Trockenfutter

Trockenfutter für Hunde ist eine Möglichkeit, um den täglichen Bedarf an Nährstoffen und Proteinen zuführen zu können. Der Flüssigkeitsgehalt bei Trockenfutter beträgt zwischen 10 und 15%, was natürlich sowohl einige Vor- aber auch Nachteile mit sich bringt.

Zunächst ist Trockenfutter sehr praktisch. Es kann unkompliziert gelagert werden und lässt sich beliebig dosieren, da es meist in größeren Säcken erhältlich ist.

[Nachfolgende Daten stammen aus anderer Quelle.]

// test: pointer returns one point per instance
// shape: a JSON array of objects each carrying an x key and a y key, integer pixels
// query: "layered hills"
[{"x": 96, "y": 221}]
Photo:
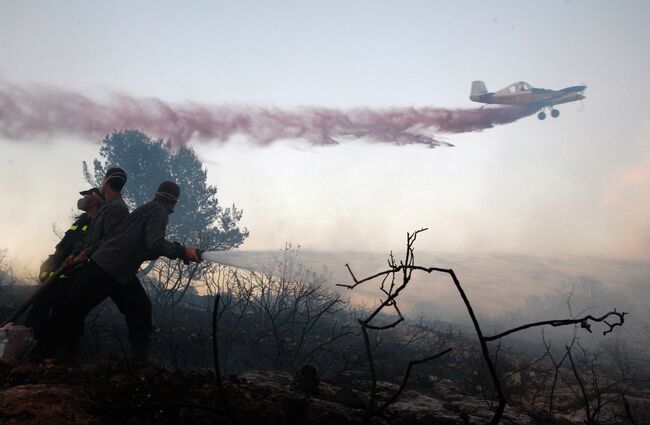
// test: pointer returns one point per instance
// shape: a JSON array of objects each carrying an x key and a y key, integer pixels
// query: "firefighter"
[
  {"x": 90, "y": 204},
  {"x": 110, "y": 215},
  {"x": 110, "y": 271}
]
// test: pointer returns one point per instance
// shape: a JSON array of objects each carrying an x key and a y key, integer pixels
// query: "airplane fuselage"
[
  {"x": 540, "y": 97},
  {"x": 525, "y": 95}
]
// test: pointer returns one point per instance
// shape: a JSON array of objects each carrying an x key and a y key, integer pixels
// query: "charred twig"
[
  {"x": 407, "y": 375},
  {"x": 583, "y": 321},
  {"x": 225, "y": 402},
  {"x": 406, "y": 268}
]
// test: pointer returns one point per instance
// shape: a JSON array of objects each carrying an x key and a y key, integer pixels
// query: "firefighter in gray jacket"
[{"x": 110, "y": 270}]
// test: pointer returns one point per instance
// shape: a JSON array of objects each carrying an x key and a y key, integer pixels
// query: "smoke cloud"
[{"x": 28, "y": 112}]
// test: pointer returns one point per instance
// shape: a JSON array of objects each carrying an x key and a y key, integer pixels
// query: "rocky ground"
[{"x": 112, "y": 392}]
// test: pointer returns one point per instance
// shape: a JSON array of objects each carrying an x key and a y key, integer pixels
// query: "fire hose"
[
  {"x": 211, "y": 256},
  {"x": 43, "y": 286}
]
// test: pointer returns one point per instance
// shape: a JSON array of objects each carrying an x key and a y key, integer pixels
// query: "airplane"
[{"x": 524, "y": 95}]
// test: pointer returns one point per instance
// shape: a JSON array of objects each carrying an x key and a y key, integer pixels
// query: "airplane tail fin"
[{"x": 478, "y": 89}]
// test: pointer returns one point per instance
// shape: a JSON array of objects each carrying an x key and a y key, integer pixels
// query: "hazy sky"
[{"x": 579, "y": 184}]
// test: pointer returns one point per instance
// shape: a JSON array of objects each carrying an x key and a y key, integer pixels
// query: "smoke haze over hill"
[{"x": 37, "y": 111}]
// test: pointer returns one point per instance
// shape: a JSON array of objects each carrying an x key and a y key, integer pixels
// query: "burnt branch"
[
  {"x": 392, "y": 290},
  {"x": 583, "y": 321}
]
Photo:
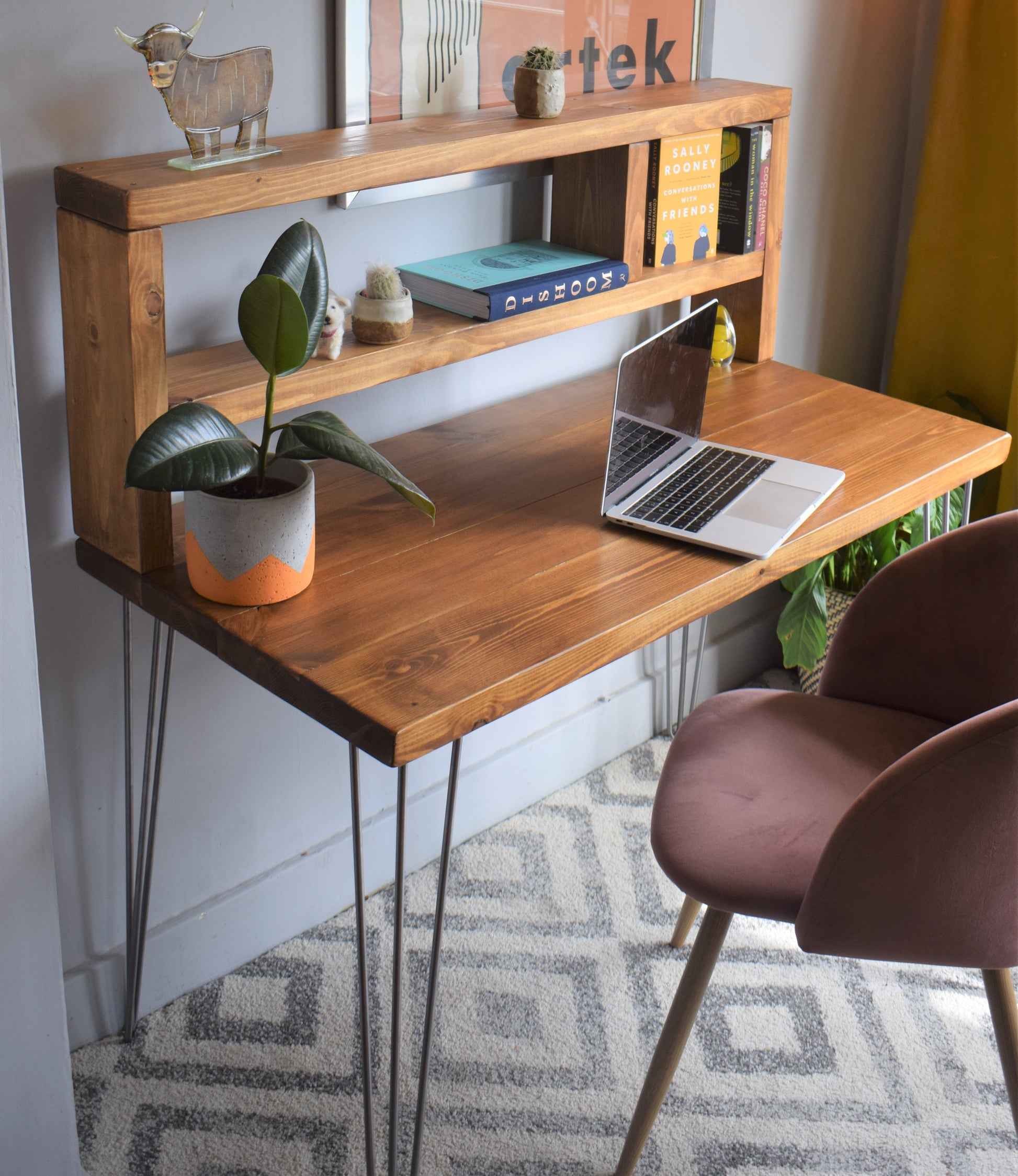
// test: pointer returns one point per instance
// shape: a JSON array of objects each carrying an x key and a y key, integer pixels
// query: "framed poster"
[{"x": 401, "y": 59}]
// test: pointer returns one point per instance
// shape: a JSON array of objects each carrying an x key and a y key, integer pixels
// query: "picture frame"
[{"x": 397, "y": 59}]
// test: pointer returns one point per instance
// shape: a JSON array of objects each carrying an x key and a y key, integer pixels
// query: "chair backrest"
[
  {"x": 923, "y": 867},
  {"x": 936, "y": 632}
]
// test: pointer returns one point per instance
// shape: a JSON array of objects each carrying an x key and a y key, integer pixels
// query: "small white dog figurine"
[{"x": 330, "y": 341}]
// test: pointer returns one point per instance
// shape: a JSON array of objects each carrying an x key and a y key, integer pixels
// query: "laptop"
[{"x": 662, "y": 478}]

Trockenfutter kann man ohne Probleme den ganzen Tag im Fressnapf stehen lassen und man muss nicht darauf achten, es auszutauschen, denn durch den geringen Wasseranteil fängt es weder an zu riechen, noch auszutrocknen. Auch preislich fährt man mit Trockenfutter in der Regel deutlich günstiger, als bei Nassfutter. Als jedoch ultimativen Vorteil für den Hund selbst hat es zusätzlich die Eigenschaft, dass es sich positiv auf die Zähne des Tieres auswirkt.

Auf der anderen Seite jedoch muss ein Hund deutlich mehr Flüssigkeit zu sich nehmen, wenn er sich hauptsächlich über Trockenfutter ernährt, um den Mangel an Flüssigkeit in der Nahrung auszugleichen. Außerdem ist nicht jeder Hund ein leidenschaftlicher Freund von Trockenfutter.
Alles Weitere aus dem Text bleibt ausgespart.